Oil, gas explorer awaits attractive shale gas policy

OGDCL has already pumped $30m, seeks incentives to accelerate development work

Zafar Bhutta June 02, 2024
good quantity of oil and gas deposits have been discovered from Sindh. Photo: File


Pakistan’s largest hydrocarbon explorer Oil and Gas Development Company Limited (OGDCL) is looking for an attractive, incentives-laden policy for tapping shale gas deposits as such ventures require high investments in field development.

OGDCL has already invested $30 million to exploit the shale gas reserves and is now awaiting a lucrative policy to expedite the development work.

The development of shale oil and gas fields has brought a revolution in the United States and Pakistan also sees a lot of potential in this respect.

OGDCL is currently injecting significant oil and gas into the system to contribute to the government’s efforts to boost indigenous resources and overcome energy crisis in the country.

Sources in the Petroleum Division told The Express Tribune that OGDCL was aggressively working on plans to explore shale gas. In this respect, it has dedicated teams and resources. The company has invested about $30 million and set three horizons in the first unconventional shale gas well named KUC-1 in Hyderabad district, Sindh.

“Drilling of the first horizontal well will start in 2026 followed by exploration of 10 horizontal wells dedicated for shale gas till 2029. OGDCL is expecting the government of Pakistan to announce a lucrative shale gas policy considering the high investment involved in developing such fields,” an official said.

Regarding the deployment of shale gas technology, sources elaborated that the process required the extraction of natural gas trapped within shale formations deep under the ground.

Shale is a type of sedimentary rock that contains significant amounts of organic material. Shale gas extraction involves a combination of horizontal drilling and hydraulic fracturing, commonly known as fracking.

In order to work on shale gas, geologists study rock formations to identify areas where shale gas may be present. This involves seismic imaging and other techniques to map underground structures.

Once a promising area is identified, drilling operations commence. Horizontal drilling allows access to a larger shale area compared to vertical drilling. A well is drilled vertically to a certain depth and then turned horizontally to follow the shale layer.

After drilling, hydraulic fracturing is performed. This process involves injecting a mixture of water, sand and chemicals at high pressure into the shale formation. This creates fractures in the rock, allowing gas to flow more freely to the wellbore.

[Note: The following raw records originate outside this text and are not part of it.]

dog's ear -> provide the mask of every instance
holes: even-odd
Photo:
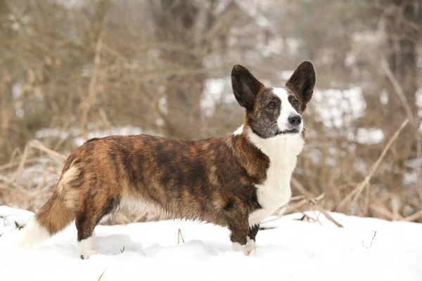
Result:
[[[253,109],[255,98],[264,85],[246,67],[236,65],[231,70],[231,87],[236,100],[248,110]]]
[[[309,61],[304,61],[286,83],[286,87],[293,91],[302,101],[302,111],[311,100],[316,78],[314,65]]]

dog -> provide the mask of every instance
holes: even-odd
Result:
[[[181,140],[145,134],[89,140],[65,161],[48,202],[23,230],[34,245],[75,220],[82,259],[97,254],[94,229],[120,208],[168,219],[227,227],[235,251],[257,248],[260,223],[291,196],[290,178],[305,144],[301,114],[316,83],[302,63],[284,88],[266,87],[234,65],[232,89],[243,124],[220,138]]]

Once the fractures are created, the trapped natural gas flows into the wellbore and is brought to the surface. Gas is then processed and transported for distribution.

The origins of shale gas technology can be traced back several decades ago, but it has gained significant attention in the early 21st century, particularly in the US.

About OGDCL’s plans for tight gas drilling in light of a new tight gas policy, sources said the company was aggressively working on its development. It plans to develop three wells in financial year 2024-25 followed by five and seven wells in subsequent years.

Regarding incentives for production optimisation initiatives, officials of the Petroleum Division said that price incentives coupled with tax relaxation would surely confirm economic viability of the brownfields facing a significant natural decline and ultimately expedite the application of optimisation techniques, which require considerable capital and operational expenditures.

They said that existing policies of the Ministry of Energy suited OGDCL to some extent but it needed to offer more such as waiving the additional 15% wellhead value (ie, extra royalty other than 12.5%) imposed on the ageing fields, which has passed 30 years of life.

Additionally, there is a need to waive the windfall levy on gas and condensate. Ageing fields should be given 15% depletion allowance rather than imposing an additional 15% wellhead value.

Published in The Express Tribune, June 2nd, 2024.